Pupils are told at the beginning of the BBC’s revision guide that “every single person living in Britain today is descended from immigrants”.

The opening paragraph of the guide dedicated to migration states: “Throughout our history, moving here has changed the people who came and they have changed Britain.

“Our changing population has been an unchanging fact. The story of migration is the story of our nation seen through the lives of all of us.”

The guide states that this includes “the first settlers about 25,000”, along with “Saxons and Danes; migrants who had invaded and settled”.

The guide takes pupils through the Norman Conquests, as well as Jewish, Huguenot, Irish, and finally 20th century post-colonial arrivals.

BBC material states that “immigration is a controversial political topic in our own time”, but adds: “Studying the history of migration will help you think about today’s arguments in context, with evidence, so that you can make informed judgements that learn from history.”

Raised concerns

However, historians have raised corners with the BBC’s characterisation of arrivals to the UK, claiming that it is a “cliche” that has little basis in fact, with population being largely homogenous for most of British history.

Cambridge historian Prof Robert Tombs said: “This has become a politically correct cliche, but it is misleading.

“In modern times, Britain has been overwhelmingly a nation marked by emigration. Most immigration - or migration - was from other parts of the British Isles.

“Occasional cases of immigration - such as the celebrated Huguenots, Jewish refugees in the late 19th century, or indeed the Kenyan Asians - were relatively few in numbers, and came over a relatively short period.

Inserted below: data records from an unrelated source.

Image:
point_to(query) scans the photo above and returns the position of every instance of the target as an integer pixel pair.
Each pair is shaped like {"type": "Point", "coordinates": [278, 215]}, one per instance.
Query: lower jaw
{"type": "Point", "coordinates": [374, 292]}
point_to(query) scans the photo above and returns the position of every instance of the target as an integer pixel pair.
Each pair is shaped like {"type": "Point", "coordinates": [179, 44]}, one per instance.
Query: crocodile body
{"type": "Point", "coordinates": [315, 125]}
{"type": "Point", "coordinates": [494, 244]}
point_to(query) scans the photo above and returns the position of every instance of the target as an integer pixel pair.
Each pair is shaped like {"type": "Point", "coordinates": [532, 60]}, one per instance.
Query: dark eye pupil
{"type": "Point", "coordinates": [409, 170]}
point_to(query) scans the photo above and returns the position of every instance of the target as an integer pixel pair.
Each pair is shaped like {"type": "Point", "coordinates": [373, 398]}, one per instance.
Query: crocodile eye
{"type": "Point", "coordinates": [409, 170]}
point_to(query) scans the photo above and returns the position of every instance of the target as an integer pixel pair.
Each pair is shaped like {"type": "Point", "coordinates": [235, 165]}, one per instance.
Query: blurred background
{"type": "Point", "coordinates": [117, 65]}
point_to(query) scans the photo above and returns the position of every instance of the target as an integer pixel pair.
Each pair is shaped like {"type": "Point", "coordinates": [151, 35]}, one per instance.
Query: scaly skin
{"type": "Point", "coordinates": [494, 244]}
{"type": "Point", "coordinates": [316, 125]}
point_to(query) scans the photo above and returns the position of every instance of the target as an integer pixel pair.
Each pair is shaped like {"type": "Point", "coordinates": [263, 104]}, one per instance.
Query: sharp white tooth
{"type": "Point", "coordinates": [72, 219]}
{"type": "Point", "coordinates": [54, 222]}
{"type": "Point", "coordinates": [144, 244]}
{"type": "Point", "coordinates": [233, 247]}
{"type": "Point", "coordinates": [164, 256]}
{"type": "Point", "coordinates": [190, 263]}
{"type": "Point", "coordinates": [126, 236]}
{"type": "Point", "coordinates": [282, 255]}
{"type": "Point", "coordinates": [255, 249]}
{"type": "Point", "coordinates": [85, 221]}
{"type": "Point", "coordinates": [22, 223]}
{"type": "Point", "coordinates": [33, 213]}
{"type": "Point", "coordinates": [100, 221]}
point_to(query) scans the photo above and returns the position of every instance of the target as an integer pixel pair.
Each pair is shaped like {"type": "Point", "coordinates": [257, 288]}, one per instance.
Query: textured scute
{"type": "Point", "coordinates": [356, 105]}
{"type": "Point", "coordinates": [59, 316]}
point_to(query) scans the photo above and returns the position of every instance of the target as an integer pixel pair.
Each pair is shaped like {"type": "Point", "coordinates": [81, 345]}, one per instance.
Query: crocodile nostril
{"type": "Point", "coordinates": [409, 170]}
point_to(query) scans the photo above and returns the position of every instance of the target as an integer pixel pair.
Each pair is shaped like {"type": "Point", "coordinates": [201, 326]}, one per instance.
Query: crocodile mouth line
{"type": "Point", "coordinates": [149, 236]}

“Continuous mass immigration - large enough to have a major demographic effect - only dates from the Blair era, and is completely unprecedented in our history.”

'Remarkably stable'

Fellow historian Zareer Masani has argued that genetic research shows the population of the British Isles to have remained stable to millennia, with the many migrations listed by the BBC barely affecting the overall genetic makeup of British people until recent times.

“If we go back far enough in time, we would probably find most of the world has at some point been colonised by movements of population. But it’s absurd to conclude from that that Britain, any more than France, China or India is a country of immigrants.

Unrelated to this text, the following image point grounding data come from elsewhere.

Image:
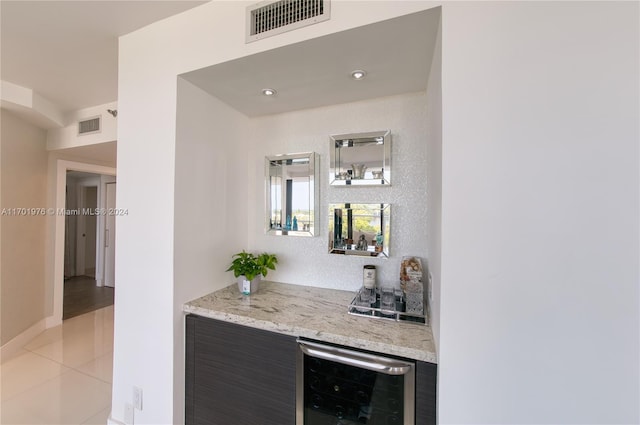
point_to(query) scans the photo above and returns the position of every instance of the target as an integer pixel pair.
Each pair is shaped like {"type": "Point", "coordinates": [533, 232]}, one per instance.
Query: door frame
{"type": "Point", "coordinates": [57, 265]}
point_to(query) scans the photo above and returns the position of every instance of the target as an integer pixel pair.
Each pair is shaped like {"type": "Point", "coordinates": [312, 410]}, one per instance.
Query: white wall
{"type": "Point", "coordinates": [211, 206]}
{"type": "Point", "coordinates": [539, 309]}
{"type": "Point", "coordinates": [539, 300]}
{"type": "Point", "coordinates": [434, 185]}
{"type": "Point", "coordinates": [23, 185]}
{"type": "Point", "coordinates": [146, 301]}
{"type": "Point", "coordinates": [305, 261]}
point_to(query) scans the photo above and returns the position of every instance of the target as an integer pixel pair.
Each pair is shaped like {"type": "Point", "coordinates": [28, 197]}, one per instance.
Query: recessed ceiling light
{"type": "Point", "coordinates": [358, 74]}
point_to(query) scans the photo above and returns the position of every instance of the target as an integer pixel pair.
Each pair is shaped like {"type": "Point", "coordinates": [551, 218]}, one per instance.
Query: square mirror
{"type": "Point", "coordinates": [360, 159]}
{"type": "Point", "coordinates": [359, 229]}
{"type": "Point", "coordinates": [291, 194]}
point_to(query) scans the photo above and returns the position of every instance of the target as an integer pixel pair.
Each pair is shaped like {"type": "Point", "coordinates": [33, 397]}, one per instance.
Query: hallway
{"type": "Point", "coordinates": [63, 376]}
{"type": "Point", "coordinates": [81, 295]}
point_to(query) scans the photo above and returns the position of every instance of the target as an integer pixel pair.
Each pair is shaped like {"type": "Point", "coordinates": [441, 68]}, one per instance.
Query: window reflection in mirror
{"type": "Point", "coordinates": [291, 194]}
{"type": "Point", "coordinates": [359, 229]}
{"type": "Point", "coordinates": [360, 159]}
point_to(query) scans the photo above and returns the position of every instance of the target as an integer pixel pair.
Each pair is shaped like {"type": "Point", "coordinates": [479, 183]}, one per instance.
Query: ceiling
{"type": "Point", "coordinates": [396, 55]}
{"type": "Point", "coordinates": [67, 51]}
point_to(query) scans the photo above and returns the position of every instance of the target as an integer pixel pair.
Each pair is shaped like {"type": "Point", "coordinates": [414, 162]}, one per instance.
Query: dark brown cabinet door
{"type": "Point", "coordinates": [237, 375]}
{"type": "Point", "coordinates": [426, 381]}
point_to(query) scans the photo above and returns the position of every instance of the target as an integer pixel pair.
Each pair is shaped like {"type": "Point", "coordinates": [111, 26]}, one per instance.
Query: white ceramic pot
{"type": "Point", "coordinates": [251, 285]}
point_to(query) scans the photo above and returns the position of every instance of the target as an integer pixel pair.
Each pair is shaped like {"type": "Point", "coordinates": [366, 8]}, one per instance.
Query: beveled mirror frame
{"type": "Point", "coordinates": [348, 152]}
{"type": "Point", "coordinates": [345, 232]}
{"type": "Point", "coordinates": [288, 168]}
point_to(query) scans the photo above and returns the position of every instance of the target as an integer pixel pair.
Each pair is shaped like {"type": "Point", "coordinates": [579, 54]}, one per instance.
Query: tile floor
{"type": "Point", "coordinates": [63, 376]}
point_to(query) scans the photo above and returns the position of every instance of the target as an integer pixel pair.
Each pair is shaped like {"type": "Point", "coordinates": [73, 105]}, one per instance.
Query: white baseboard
{"type": "Point", "coordinates": [52, 321]}
{"type": "Point", "coordinates": [15, 345]}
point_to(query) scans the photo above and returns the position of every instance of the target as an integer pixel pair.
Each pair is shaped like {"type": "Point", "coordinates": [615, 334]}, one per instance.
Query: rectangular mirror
{"type": "Point", "coordinates": [359, 229]}
{"type": "Point", "coordinates": [360, 159]}
{"type": "Point", "coordinates": [291, 194]}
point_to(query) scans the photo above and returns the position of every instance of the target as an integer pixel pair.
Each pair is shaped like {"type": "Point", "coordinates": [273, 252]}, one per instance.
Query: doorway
{"type": "Point", "coordinates": [85, 251]}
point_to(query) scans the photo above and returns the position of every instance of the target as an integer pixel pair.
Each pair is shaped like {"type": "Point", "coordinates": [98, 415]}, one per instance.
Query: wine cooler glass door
{"type": "Point", "coordinates": [337, 386]}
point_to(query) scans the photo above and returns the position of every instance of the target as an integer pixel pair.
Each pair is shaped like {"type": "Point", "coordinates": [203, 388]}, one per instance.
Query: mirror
{"type": "Point", "coordinates": [360, 159]}
{"type": "Point", "coordinates": [359, 229]}
{"type": "Point", "coordinates": [291, 194]}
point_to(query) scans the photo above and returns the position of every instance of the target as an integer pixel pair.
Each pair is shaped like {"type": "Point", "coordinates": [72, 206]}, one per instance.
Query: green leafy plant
{"type": "Point", "coordinates": [250, 265]}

“In fact, genetic analysis of the ancient DNA of skeletons in Britain shows that the population here has been remarkably stable since at least the arrival of Celts in the iron age three millennia ago.

“The later arrival of Anglo-Saxons, Danes, Normans, Huguenots and Irish have all been shown by historians, archaeologists and geneticists to have involved tiny, very superficial new flows, mostly of either conquering aristocrats or refugees.

“Such new arrivals were rapidly assimilated into the native population."

The BBC have been contacted for comment.